The jury returned the following verdict – We find that Bernard Doherty was wilfully murdered by some person or persons unknown by a bullet from a revolver, resulting in shock and internal haemorrhage.
A Mr Crossan, on behalf of the jury, expressed deep sympathy with the parents of the deceased. He was sure the father, a hard-working upright man, and the mother and sisters had the sympathy of the citizens.
A Mr Smith, Bishop Street, a Unionist, associated himself with the expressions of sympathy. Deceased’s family were very decent respectable people. He regarded the boy’s father as a personal friend, a man of most exemplary life, of whom he could not speak too highly. Mr Doherty had lost a son in the Dardanelles, and now the only other one was gone in this unfortunate way.
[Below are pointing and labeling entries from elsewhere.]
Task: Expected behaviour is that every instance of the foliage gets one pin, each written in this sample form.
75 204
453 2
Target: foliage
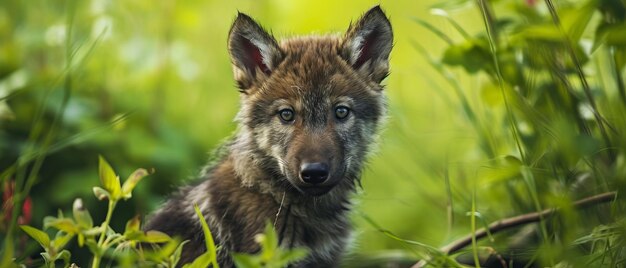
271 255
524 110
552 124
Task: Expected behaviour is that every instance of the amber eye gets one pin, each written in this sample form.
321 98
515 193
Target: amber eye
341 112
286 115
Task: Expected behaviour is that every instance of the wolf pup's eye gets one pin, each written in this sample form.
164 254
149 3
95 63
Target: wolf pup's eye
341 112
286 115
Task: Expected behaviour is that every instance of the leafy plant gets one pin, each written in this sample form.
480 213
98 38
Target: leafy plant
271 255
100 239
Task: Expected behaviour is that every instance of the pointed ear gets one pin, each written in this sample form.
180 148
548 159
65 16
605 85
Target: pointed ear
367 44
254 52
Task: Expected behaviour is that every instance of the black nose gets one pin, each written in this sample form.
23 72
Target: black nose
314 173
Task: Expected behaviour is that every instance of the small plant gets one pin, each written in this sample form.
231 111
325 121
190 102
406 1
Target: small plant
127 248
100 239
271 255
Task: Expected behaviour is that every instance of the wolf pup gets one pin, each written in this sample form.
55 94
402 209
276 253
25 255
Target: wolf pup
310 110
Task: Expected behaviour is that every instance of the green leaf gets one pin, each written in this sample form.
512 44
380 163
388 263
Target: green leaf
66 256
208 238
62 224
175 257
201 261
291 256
246 261
109 180
156 237
93 247
164 252
268 241
132 225
61 240
81 214
40 236
132 181
101 194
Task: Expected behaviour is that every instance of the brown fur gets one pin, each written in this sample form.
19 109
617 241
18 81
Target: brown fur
262 174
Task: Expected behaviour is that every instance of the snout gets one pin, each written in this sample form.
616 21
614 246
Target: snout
314 173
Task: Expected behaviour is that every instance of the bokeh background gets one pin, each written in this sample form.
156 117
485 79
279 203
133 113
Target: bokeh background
149 84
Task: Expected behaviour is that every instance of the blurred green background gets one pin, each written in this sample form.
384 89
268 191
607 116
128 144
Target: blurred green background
149 84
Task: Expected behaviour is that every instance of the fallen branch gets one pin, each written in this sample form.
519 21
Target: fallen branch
507 223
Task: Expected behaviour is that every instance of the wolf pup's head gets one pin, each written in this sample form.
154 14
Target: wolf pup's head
311 106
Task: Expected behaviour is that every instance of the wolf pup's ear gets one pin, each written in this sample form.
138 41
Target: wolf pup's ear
367 44
254 52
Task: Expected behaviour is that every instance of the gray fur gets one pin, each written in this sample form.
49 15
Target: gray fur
257 176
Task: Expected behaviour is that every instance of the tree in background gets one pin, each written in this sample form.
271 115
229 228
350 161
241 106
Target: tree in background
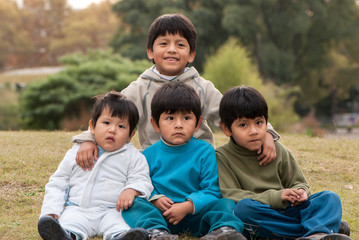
46 104
13 38
43 20
40 31
89 28
230 66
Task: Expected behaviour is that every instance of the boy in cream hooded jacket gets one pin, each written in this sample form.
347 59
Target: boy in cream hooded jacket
171 45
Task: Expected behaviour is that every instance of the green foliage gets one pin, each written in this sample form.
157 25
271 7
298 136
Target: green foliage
45 103
231 66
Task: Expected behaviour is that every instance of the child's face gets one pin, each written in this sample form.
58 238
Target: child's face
248 133
171 54
111 133
176 128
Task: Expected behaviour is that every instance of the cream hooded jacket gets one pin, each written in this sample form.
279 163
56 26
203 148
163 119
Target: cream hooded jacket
113 173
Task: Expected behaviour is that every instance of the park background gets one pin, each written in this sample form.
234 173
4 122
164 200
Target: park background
302 55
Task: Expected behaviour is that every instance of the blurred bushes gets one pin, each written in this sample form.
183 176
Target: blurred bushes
231 66
44 104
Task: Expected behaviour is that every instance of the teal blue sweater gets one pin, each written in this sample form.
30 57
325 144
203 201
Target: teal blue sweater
184 172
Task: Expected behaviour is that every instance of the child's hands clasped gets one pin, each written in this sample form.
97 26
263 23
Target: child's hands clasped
268 152
163 203
126 198
178 211
85 155
173 212
294 196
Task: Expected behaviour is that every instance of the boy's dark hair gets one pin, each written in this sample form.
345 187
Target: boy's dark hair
172 24
118 105
175 97
242 101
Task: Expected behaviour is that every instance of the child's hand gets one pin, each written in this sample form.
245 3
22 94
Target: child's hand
125 200
163 203
303 197
268 154
53 215
294 196
178 211
85 155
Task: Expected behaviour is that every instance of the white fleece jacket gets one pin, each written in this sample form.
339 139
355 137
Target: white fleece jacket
113 172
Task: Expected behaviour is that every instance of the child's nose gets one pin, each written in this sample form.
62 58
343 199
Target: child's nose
112 128
171 47
178 123
253 130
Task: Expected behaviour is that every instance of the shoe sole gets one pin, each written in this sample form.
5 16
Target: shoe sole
165 237
228 236
344 228
135 234
50 229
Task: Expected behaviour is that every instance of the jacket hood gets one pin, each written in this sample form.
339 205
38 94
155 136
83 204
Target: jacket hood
150 75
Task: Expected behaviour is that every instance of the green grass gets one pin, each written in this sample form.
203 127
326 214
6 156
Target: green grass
28 158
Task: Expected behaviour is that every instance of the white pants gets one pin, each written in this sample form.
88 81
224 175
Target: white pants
91 222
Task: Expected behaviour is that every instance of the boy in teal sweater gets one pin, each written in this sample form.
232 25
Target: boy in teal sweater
273 201
186 196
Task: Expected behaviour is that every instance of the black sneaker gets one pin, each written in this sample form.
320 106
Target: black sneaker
223 233
325 236
344 228
133 234
50 229
160 234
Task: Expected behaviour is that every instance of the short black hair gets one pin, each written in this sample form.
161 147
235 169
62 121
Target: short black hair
242 101
172 24
118 105
175 97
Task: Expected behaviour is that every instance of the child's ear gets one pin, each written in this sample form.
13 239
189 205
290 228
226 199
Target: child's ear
92 128
132 134
225 130
150 54
198 124
191 57
155 126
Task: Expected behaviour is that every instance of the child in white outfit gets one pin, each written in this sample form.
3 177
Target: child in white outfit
80 204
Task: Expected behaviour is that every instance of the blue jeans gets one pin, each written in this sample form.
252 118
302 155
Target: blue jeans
322 212
145 215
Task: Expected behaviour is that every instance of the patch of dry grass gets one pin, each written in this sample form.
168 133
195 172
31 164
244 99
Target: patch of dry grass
28 158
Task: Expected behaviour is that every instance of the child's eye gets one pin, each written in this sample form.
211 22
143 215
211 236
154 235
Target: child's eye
259 122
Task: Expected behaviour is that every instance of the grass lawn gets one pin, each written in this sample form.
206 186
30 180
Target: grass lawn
28 158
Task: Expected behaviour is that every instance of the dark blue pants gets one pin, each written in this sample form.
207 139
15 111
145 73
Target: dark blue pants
145 215
322 212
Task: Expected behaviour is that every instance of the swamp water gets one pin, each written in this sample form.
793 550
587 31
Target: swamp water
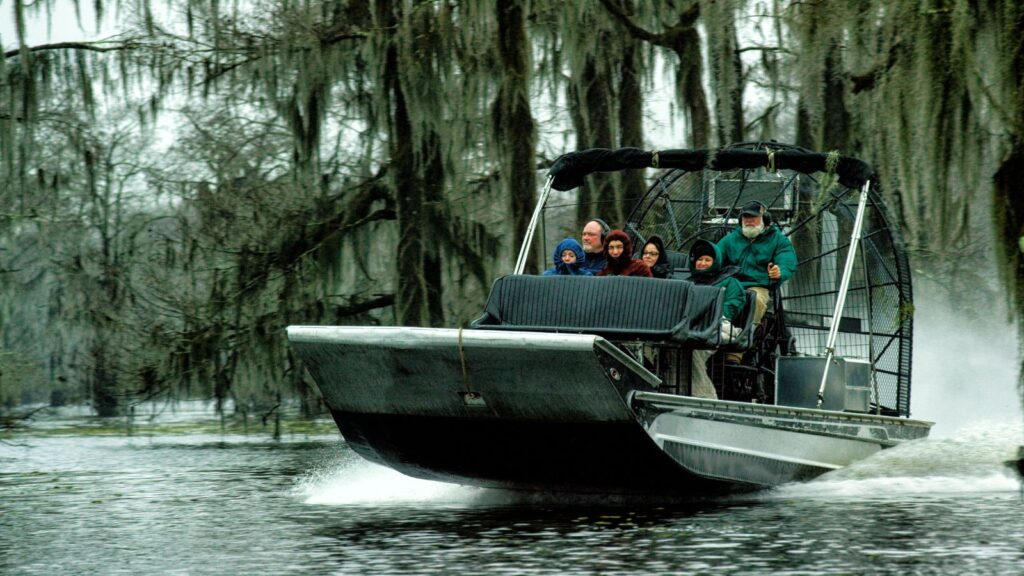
181 496
168 500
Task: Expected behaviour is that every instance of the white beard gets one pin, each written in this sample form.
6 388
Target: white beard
754 232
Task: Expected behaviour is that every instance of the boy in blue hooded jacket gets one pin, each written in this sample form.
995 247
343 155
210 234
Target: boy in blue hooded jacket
707 270
568 259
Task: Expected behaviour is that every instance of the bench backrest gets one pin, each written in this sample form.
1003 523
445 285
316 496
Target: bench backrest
617 307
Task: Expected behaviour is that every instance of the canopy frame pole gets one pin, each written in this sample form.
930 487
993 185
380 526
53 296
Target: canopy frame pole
843 288
520 262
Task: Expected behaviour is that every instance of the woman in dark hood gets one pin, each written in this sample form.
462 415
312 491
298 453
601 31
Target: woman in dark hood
654 256
619 251
569 259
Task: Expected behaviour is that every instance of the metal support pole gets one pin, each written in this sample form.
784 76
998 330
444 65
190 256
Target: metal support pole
520 262
858 222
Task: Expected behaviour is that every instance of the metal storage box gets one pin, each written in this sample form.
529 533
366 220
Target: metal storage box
848 386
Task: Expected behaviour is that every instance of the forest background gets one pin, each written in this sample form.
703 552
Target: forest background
175 193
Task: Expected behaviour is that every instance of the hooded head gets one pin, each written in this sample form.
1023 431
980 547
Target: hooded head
568 244
705 248
658 264
655 242
621 261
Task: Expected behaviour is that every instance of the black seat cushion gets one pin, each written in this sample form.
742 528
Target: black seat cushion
617 307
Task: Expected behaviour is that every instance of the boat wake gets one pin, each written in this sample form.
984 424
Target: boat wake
357 482
972 461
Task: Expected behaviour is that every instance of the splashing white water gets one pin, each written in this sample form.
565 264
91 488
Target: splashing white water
965 369
360 482
972 461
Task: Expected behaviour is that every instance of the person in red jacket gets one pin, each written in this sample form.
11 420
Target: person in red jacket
619 251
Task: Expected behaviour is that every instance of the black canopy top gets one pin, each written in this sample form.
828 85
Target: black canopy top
569 169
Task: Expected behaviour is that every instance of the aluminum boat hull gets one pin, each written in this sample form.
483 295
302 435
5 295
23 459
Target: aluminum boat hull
563 412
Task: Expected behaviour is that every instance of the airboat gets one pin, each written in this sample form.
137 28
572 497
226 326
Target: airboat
583 384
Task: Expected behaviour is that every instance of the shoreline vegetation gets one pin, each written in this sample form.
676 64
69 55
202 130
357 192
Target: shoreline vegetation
32 421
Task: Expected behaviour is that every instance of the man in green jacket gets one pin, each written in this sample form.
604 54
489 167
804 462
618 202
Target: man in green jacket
763 253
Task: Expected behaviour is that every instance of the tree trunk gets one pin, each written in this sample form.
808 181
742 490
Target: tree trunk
726 70
631 117
595 111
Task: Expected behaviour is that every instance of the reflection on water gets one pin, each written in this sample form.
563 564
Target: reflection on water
228 503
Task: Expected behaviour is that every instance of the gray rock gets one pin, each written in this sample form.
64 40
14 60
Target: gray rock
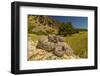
56 44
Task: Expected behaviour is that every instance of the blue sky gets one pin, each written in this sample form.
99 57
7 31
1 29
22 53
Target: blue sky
78 22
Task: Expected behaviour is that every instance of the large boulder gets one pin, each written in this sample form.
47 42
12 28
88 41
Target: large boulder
55 44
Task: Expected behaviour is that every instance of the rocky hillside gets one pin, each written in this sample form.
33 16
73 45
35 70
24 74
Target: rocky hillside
43 50
42 25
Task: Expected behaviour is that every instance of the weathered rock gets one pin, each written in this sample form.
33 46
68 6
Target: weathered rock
45 45
56 44
58 51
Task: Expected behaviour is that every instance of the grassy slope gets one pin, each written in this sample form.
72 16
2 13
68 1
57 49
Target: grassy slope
78 43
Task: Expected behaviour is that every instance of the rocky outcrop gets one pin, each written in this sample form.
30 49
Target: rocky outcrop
56 44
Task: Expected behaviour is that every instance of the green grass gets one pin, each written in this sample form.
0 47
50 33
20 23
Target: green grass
79 43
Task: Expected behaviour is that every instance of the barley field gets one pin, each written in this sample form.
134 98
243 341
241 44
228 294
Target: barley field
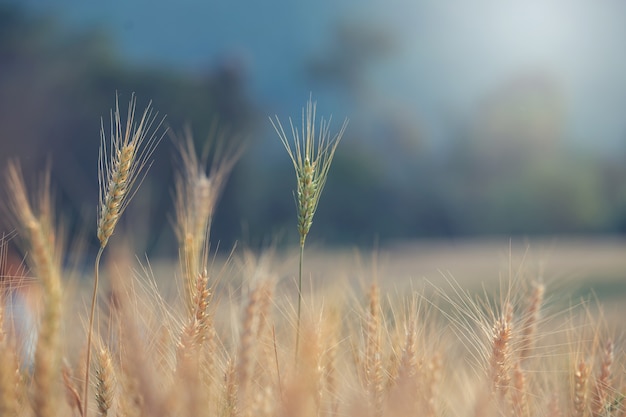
499 327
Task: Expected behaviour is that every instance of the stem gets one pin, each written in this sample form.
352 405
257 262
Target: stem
299 299
90 331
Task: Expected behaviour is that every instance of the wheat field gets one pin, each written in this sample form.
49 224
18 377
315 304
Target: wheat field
503 328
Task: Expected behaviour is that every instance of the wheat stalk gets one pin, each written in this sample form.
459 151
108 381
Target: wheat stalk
44 244
311 156
198 188
122 165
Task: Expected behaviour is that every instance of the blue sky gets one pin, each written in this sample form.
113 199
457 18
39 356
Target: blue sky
448 55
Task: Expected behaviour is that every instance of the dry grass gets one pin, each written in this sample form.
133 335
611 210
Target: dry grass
224 345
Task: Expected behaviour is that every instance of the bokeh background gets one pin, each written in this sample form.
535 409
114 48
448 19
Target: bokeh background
469 118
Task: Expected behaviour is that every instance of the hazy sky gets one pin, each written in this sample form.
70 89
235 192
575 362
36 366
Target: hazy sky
448 55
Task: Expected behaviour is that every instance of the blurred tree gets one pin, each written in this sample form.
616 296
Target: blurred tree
54 87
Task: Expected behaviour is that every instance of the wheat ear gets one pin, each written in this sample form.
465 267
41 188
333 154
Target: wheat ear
373 371
603 381
122 162
501 352
197 193
105 381
581 378
44 245
311 156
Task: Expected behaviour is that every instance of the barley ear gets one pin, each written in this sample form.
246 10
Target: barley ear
44 246
311 157
122 165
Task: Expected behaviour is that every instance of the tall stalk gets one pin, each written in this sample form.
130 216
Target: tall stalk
311 156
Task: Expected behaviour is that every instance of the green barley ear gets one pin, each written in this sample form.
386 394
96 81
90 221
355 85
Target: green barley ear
122 165
43 242
311 156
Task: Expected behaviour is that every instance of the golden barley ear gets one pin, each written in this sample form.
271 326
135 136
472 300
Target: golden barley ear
38 229
198 185
311 157
123 163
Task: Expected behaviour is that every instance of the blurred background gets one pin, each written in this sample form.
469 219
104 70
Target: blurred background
467 119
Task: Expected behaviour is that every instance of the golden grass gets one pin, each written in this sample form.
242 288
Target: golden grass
224 345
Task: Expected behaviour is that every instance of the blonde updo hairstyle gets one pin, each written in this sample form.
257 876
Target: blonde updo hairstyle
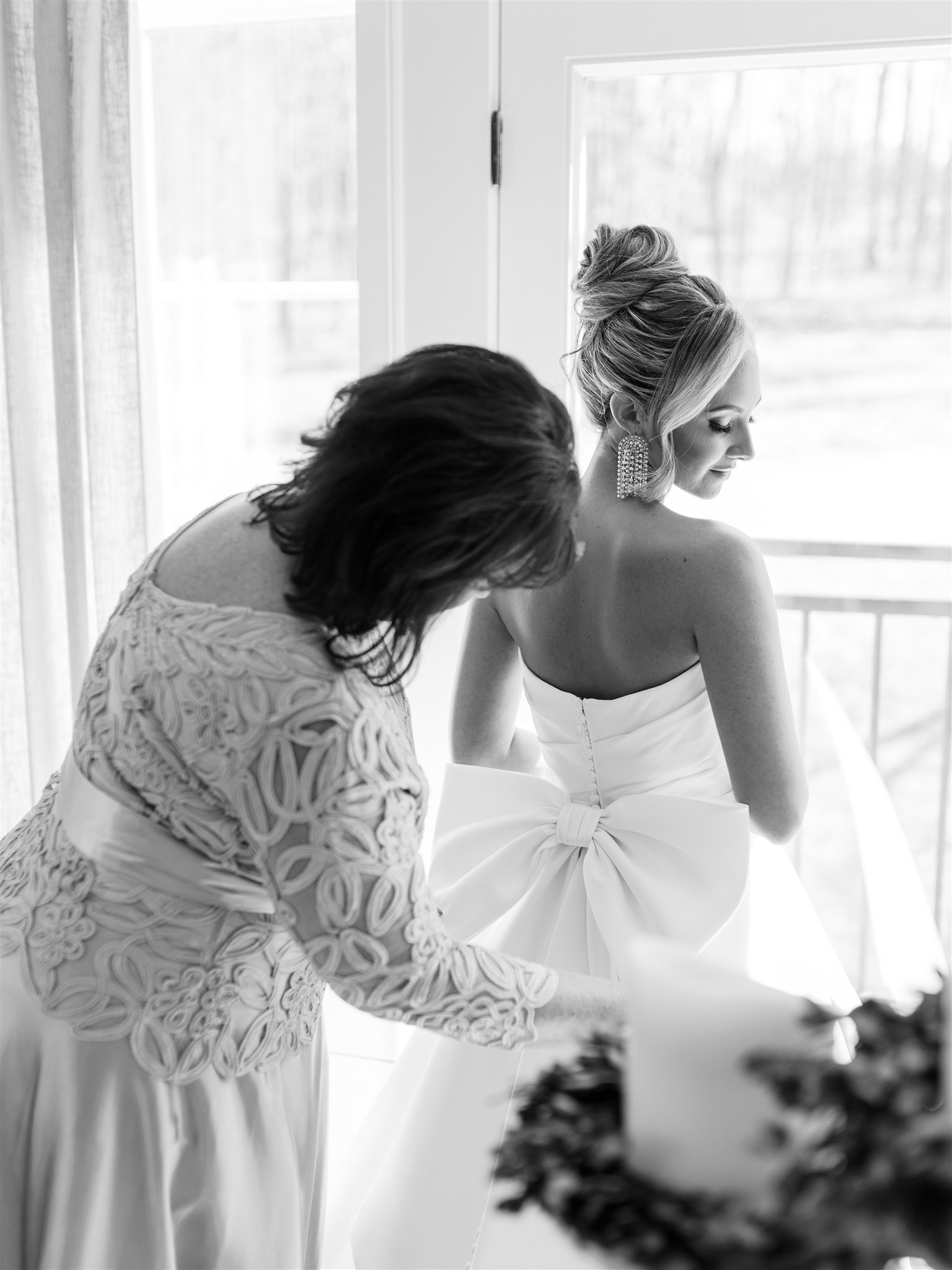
650 329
On Wednesday, May 19, 1920, the day following the inquest, the funeral of Bernard Doherty took place, from the residence of his father. The funeral cortege was very large, and along the route to the cemetery the streets were lined with sympathisers. The ex-soldiers, the dock-labourers, and other workers marched in four deep; and the two thousand who took part in the procession made an imposing display. The coffin containing the remains was carried to the cemetery by relays of ex-soldiers. A pitiful scene was witnessed before the start of the funeral procession, the deceased mother, who was ill, being assisted to the door by women to witness the departure of the cortege. She was weeping bitterly, as indeed were hundreds of other women and girls in the vicinity.